Antes del 3 de noviembre de 2002, la ecuación Estado/régimen de la República de Turquía se basaba en la vida política multipartidista, en la separación de poderes equilibradora entre el legislativo, el ejecutivo y el judicial, y el ejército era considerado como una dinámica eficaz del régimen. Ante posibles injerencias del poder político, los altos órganos judiciales como el Tribunal Constitucional, el Consejo de Estado y el Tribunal Supremo cuentan con garantías legales. El Ministerio de Asuntos Exteriores posee tradiciones que no cambian según los gobiernos de turno y cuadros experimentados que no se desperdician a la ligera. Lo expuesto hasta aquí es la historia del periodo reciente en el que el Estado/régimen mantuvo sus dinámicas y códigos, los cuales no variaban según el gobierno. A pesar de las presiones financieras, políticas y económicas de los focos imperiales, la resistencia que mostró Turquía en el Egeo, Chipre y el sureste en los primeros años posteriores al 3 de noviembre de 2002, ¡será evaluada precisamente como la resistencia de un statu quo (!) que no pudo ser totalmente liquidado ante las órdenes externas!

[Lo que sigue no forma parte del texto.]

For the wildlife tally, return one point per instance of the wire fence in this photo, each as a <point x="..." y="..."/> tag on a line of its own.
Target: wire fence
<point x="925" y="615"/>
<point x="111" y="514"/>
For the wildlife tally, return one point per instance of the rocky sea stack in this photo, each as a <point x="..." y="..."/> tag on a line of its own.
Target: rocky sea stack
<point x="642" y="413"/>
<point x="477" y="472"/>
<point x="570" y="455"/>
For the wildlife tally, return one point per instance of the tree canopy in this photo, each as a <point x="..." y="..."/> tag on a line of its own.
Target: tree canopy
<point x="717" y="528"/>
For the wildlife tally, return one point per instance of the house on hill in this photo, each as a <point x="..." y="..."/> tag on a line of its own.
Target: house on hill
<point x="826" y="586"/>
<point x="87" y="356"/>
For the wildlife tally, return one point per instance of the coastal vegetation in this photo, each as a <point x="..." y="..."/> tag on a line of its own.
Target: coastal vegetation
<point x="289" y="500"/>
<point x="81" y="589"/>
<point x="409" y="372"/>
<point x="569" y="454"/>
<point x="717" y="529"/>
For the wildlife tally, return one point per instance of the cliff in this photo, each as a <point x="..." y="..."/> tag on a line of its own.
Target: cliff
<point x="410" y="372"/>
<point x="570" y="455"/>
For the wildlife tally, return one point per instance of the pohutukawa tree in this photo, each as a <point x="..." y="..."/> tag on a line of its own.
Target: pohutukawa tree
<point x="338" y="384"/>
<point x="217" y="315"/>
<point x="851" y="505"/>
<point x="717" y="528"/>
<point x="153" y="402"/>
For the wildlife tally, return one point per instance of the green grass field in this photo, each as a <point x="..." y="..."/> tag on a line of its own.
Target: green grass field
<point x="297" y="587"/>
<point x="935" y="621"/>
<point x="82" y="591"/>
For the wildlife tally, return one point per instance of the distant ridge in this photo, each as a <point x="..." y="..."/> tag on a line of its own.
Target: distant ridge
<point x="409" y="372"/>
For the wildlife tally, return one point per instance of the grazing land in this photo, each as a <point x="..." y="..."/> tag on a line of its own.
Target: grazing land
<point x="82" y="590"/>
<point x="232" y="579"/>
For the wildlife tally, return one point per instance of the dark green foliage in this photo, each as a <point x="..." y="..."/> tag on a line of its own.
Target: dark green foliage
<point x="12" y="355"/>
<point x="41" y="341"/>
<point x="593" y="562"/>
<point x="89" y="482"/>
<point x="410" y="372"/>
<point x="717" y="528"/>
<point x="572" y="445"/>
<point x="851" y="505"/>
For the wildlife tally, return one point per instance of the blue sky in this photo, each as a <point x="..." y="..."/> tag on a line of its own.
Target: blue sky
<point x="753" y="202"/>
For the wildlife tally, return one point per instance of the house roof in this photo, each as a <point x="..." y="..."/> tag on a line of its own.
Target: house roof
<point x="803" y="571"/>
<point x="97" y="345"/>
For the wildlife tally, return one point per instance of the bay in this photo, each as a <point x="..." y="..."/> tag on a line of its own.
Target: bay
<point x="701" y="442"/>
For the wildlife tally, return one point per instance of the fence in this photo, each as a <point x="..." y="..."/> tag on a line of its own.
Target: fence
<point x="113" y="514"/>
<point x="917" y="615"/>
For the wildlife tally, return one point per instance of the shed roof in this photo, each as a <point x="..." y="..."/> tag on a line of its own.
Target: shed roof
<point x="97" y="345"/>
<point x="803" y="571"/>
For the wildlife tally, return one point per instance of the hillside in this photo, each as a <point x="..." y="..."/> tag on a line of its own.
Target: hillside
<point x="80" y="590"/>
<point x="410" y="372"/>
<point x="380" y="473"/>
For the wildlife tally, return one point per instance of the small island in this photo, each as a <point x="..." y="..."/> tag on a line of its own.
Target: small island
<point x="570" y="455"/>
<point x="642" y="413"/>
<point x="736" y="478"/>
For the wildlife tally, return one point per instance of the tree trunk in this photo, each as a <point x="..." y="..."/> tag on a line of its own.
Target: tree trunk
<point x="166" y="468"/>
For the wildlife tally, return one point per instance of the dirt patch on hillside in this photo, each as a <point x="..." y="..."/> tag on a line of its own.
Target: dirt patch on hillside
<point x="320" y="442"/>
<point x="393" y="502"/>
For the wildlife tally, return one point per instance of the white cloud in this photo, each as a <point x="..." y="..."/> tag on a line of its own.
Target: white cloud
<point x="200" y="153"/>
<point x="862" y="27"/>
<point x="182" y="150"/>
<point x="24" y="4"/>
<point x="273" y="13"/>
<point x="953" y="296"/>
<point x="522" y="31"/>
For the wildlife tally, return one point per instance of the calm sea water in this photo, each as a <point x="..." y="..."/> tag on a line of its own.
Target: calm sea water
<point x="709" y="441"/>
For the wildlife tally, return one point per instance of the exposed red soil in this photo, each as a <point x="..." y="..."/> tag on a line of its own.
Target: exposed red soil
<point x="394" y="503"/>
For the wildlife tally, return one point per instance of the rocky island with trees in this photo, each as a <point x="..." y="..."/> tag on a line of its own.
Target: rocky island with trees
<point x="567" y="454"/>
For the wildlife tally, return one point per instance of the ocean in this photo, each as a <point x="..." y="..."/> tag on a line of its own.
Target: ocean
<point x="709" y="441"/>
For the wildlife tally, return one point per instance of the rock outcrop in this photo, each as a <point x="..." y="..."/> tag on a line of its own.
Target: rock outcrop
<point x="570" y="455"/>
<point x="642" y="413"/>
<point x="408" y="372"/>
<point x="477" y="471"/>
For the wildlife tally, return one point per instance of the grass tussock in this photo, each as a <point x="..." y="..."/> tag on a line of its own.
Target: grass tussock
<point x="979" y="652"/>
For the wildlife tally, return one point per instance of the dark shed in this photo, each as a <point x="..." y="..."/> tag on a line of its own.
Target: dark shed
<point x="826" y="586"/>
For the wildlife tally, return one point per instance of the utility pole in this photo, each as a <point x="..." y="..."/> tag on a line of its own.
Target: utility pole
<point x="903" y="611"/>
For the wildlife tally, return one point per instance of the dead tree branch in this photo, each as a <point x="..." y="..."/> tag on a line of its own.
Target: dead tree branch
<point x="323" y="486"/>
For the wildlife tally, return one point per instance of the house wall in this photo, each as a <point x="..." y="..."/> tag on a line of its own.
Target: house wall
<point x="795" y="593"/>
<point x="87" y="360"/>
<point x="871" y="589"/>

Es momento de explicar el objetivo estratégico de la liquidación de las Fuerzas Armadas Turcas (TSK) a través del Consejo de Seguridad Nacional. De acuerdo con el artículo 118 de la Constitución de 1982 y la ley número 2945, el Consejo de Seguridad Nacional estaba compuesto por el Presidente, el Primer Ministro, el Jefe del Estado Mayor, los ministros de Defensa Nacional, Interior y Asuntos Exteriores, los comandantes de las Fuerzas Terrestres, Aéreas y Navales, y el Comandante General de la Gendarmería. Sin embargo, con el Decreto Presidencial número 6 del 15 de julio de 2018, la presencia militar se reduciría tanto como fuera posible y el poder político ganaría el máximo peso. El Comandante General de la Gendarmería sería excluido del consejo, y los Vicepresidentes y el Ministro de Justicia se incorporarían como nuevos miembros. En caso de ausencia del Presidente, la reunión sería presidida por el Vicepresidente, y la preparación del Documento de Política de Seguridad Nacional sería llevada a cabo por el Secretario General del Consejo de Seguridad Nacional, nombrado por el Presidente y responsable ante él ¡y la ejecutará!
El destino de las instituciones que son garantía del régimen, del orden constitucional y del Estado de derecho, cerradas a la intervención directa del ejecutivo, no será diferente al de las fuerzas armadas: ¡todas serán reestructuradas bajo la esfera de influencia del 'Reis'! El nuevo statu quo centrado en el 'Reis', que será el único determinante de los altos órganos judiciales como el Tribunal Constitucional, el Tribunal Supremo y el Consejo de Estado, se pondrá en marcha bajo la demagogia de la transición a una democracia plena mediante la liquidación de la tutela militar y se implementará.
Lo que está ocurriendo en la Turquía actual es exactamente lo que sucedería si una mentalidad alimentada por la oposición al 29 de octubre de 1923 tomara el poder. Si la separación de poderes, el laicismo, el Estado de derecho, la democracia moderna y las dinámicas tradicionales del régimen han sido eliminados y el poder se ha concentrado en una sola persona, significa que el régimen ha cambiado desde sus raíces. Entonces, ¿Se pregunta qué pasa con la nueva Constitución? Es la necesidad de legitimidad jurídica. ¡La necesidad de una legitimidad jurídica inexistente para salvar las apariencias!